Two obvious situations when rational analysis may not be sufficient are business decisions that can affect the direction of the entire organization or, at home, actions that involve the well being of children.

In an earlier example, “Deciding to let a child travel alone”, the emphasis was on a general method to gauge whether the required skills, experience, and maturity were present to give this responsibility. If the baseline requirements are not met, there is no question that responsibility cannot be delegated. However, even if the skills are present, allowing that responsibility may not be the appropriate direction.

Actually, the real question in this example is when to let a child have responsibility (on mass transportation, at the mall, etc.). Sooner or later, these responsibilities will be given. In this case, the actual decision questions are: Is this the right time to allow this freedom? If not, what conditions have to change?

The decision to give a child such responsibility falls into the previously mentioned category of a case that rational analysis alone cannot be trusted and intuitive judgment can be used. Some people use it consciously and routinely; others hardly at all. Working with gut level intuitive judgment is a skill. It can be developed with practice and feedback. As the first step, immediately after having reviewed all of the available information, hold the information in the mind and take a deep breath or two. Then, note which decision direction is favored. There may very likely be no explanation for the result

The judgment itself may be right on target, or it may be off the mark, clouded with other issues such as emotions and personal experiences. The accuracy of the initial judgment doesn’t matter. It can be tested later. The important point is not to ignore the initial direction and act immeidately against your better judgment because of time or peer pressures.
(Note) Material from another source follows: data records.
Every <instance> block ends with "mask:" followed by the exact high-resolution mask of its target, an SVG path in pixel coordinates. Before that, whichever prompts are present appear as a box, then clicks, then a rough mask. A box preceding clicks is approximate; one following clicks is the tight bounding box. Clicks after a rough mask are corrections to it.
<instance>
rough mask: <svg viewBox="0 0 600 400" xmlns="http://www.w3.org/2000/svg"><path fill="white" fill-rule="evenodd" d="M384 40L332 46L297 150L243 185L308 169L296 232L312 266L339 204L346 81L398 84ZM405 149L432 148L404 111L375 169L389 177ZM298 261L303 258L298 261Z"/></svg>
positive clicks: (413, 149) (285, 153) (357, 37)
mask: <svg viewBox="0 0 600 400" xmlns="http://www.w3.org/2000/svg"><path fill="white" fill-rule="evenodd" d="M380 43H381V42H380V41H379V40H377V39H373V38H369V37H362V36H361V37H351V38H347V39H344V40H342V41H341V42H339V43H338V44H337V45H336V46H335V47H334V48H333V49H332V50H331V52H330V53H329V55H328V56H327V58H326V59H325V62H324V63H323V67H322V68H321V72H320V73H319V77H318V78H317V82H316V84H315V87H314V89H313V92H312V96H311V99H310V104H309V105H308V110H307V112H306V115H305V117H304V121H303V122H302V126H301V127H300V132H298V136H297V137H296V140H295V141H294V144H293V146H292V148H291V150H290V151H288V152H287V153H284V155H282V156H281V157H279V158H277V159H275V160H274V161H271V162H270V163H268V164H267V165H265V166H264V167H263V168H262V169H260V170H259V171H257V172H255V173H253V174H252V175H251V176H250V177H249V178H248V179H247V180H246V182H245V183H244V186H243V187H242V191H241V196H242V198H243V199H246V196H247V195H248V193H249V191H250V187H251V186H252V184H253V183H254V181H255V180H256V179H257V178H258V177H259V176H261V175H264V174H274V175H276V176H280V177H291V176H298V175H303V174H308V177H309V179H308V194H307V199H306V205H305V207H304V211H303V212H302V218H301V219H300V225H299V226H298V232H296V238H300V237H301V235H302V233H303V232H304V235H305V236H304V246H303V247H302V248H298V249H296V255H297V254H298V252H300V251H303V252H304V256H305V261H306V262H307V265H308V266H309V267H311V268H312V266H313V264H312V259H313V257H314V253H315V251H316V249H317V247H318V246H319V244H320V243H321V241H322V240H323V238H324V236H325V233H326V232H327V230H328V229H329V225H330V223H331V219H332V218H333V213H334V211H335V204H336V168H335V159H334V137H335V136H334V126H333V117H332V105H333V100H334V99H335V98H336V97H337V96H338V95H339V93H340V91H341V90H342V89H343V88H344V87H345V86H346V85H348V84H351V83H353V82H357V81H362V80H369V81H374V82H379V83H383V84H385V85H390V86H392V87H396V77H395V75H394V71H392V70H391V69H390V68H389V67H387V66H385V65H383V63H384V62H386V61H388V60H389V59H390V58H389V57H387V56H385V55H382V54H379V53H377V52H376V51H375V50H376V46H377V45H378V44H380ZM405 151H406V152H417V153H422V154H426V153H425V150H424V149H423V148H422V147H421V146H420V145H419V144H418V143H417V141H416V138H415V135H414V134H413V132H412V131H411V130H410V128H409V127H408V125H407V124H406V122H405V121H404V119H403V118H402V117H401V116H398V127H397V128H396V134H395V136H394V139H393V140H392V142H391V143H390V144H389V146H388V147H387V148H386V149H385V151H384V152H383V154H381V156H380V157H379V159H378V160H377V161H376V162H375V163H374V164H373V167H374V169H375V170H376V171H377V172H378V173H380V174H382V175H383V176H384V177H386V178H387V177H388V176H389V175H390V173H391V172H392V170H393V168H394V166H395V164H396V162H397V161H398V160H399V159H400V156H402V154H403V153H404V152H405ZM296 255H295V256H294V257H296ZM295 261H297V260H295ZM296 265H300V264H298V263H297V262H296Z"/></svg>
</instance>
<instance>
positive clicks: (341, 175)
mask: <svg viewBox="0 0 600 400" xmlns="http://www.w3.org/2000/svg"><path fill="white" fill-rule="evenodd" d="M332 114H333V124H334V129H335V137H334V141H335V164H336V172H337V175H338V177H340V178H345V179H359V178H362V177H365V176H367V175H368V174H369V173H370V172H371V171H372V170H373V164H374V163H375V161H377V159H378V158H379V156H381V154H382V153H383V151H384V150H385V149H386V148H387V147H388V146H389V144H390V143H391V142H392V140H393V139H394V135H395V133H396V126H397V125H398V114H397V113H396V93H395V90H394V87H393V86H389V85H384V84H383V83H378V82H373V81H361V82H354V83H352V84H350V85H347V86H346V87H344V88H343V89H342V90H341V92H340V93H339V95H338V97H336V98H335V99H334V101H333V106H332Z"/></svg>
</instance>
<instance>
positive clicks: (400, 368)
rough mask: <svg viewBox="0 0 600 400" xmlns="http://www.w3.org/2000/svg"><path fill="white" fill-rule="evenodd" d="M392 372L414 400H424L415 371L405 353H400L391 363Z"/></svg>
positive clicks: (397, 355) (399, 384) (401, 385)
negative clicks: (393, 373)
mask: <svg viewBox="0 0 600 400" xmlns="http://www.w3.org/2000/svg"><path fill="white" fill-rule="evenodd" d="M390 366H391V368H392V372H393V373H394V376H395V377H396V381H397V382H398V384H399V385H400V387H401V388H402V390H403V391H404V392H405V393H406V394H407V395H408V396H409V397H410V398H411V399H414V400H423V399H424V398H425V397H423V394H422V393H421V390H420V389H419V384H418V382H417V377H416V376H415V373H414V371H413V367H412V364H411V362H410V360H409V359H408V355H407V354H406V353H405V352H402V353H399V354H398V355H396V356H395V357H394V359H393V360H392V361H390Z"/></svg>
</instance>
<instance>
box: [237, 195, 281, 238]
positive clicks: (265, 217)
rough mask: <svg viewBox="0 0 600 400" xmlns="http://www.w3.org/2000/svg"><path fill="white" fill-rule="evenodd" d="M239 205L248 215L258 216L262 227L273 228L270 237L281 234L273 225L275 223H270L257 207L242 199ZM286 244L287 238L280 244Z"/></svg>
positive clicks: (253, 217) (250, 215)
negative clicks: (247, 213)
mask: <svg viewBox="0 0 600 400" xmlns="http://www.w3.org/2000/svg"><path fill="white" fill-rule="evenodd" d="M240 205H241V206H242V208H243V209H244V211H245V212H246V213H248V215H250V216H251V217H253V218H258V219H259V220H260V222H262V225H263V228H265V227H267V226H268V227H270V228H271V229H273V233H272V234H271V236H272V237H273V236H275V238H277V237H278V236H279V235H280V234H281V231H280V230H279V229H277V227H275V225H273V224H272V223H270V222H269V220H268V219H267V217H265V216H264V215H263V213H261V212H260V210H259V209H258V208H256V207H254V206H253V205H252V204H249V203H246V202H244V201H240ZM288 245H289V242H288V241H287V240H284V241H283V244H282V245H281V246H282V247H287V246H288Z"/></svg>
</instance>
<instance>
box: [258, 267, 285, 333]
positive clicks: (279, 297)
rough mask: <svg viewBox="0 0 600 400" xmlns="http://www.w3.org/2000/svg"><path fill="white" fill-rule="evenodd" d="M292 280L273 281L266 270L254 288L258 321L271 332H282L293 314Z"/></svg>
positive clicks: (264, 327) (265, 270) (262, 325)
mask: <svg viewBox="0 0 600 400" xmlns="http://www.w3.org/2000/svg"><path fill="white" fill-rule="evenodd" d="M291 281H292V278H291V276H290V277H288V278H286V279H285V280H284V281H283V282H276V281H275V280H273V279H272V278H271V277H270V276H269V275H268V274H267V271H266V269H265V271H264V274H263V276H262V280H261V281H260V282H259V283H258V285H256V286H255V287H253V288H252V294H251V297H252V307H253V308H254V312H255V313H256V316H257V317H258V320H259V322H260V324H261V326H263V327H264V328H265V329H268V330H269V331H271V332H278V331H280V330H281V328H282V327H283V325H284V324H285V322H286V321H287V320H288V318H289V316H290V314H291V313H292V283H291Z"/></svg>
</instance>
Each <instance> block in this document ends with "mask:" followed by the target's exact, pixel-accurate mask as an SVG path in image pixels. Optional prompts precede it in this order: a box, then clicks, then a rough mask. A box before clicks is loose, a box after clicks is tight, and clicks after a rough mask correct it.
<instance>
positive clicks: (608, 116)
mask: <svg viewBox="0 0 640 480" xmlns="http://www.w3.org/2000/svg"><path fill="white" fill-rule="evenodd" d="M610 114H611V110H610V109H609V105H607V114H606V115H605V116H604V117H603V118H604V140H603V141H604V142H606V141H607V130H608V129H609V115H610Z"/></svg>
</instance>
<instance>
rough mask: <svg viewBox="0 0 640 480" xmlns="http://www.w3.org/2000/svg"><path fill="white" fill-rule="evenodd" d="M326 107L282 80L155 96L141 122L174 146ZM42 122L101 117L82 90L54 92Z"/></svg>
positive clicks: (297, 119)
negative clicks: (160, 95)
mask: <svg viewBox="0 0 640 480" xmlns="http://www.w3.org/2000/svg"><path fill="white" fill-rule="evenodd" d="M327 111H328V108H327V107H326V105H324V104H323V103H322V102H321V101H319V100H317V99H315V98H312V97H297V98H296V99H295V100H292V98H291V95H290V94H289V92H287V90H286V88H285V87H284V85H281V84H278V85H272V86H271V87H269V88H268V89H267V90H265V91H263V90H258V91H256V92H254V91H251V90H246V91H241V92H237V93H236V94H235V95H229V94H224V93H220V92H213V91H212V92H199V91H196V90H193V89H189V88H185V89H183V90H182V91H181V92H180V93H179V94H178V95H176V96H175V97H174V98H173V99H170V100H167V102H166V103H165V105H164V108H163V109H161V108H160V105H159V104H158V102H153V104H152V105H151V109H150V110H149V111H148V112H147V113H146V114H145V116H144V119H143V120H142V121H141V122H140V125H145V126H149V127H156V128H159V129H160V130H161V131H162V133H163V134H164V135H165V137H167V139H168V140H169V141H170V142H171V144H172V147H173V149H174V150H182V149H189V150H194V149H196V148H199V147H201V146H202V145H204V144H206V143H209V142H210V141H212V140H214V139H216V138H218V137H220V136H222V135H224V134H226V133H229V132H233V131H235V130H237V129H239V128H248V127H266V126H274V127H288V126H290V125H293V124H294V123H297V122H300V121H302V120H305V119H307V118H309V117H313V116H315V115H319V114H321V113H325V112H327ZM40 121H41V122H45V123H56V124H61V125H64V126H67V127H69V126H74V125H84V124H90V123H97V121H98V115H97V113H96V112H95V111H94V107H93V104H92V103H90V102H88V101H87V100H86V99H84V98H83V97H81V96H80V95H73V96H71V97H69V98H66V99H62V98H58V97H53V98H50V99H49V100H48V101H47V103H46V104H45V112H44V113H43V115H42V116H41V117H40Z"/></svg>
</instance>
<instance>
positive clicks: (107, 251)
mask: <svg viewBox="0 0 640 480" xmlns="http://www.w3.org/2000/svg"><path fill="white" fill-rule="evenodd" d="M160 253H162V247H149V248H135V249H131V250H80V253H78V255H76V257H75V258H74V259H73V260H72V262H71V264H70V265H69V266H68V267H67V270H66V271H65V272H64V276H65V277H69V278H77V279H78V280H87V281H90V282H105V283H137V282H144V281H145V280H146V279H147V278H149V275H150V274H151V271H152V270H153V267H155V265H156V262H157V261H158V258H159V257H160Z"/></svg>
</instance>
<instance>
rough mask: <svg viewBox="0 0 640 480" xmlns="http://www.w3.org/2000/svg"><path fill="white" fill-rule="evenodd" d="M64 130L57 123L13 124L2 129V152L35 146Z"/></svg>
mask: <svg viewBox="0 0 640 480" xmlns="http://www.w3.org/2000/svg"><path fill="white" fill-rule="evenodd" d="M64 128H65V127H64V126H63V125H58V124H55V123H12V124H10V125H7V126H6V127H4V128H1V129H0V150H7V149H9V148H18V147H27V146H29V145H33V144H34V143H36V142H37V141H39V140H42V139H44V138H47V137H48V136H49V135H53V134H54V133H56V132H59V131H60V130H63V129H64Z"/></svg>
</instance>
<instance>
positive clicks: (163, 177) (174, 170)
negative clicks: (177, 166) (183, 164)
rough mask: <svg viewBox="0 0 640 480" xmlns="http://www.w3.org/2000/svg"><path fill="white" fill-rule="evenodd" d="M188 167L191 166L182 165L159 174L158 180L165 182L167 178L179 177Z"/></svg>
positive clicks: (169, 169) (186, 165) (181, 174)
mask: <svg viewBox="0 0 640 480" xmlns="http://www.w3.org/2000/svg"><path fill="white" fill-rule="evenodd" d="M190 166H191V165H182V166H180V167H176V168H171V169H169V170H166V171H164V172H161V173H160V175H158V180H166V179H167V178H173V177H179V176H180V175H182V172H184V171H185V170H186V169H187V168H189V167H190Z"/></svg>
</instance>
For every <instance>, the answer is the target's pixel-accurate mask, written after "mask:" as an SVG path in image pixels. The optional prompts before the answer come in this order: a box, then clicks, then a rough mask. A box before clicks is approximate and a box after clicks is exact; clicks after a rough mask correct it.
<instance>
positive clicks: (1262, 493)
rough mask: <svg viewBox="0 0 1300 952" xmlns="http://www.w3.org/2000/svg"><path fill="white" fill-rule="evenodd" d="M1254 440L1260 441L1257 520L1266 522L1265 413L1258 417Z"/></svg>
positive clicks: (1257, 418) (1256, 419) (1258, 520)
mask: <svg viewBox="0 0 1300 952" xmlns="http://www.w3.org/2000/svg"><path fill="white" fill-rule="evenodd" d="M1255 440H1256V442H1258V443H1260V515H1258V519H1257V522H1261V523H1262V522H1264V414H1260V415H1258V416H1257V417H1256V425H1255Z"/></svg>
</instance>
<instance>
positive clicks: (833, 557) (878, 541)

A conflict between the facts and intuitive judgment does not indicate that the approach favored by the facts should be discarded, but that further examination is needed. Such a conflict does suggest that respected opinions should be sought. If possible, the opinion should come from an outside source not connected with the problem under consideration. Such an opinion provides a fresh perspective without emotional connections. After this outside opinion has been considered, the decision may very well overturn the intuitive direction and be to continue with the factual decision.

In the continuing example of giving responsibility to a child–if the decision is not to allow it now, the decision process also gives some insight into what has to change in order to ultimately allow the child the freedom to travel alone.

Better decisions result from an understanding based on rational analysis, intuitive perception, and an outside review. It may be the best that can be done, regardless of the outcome.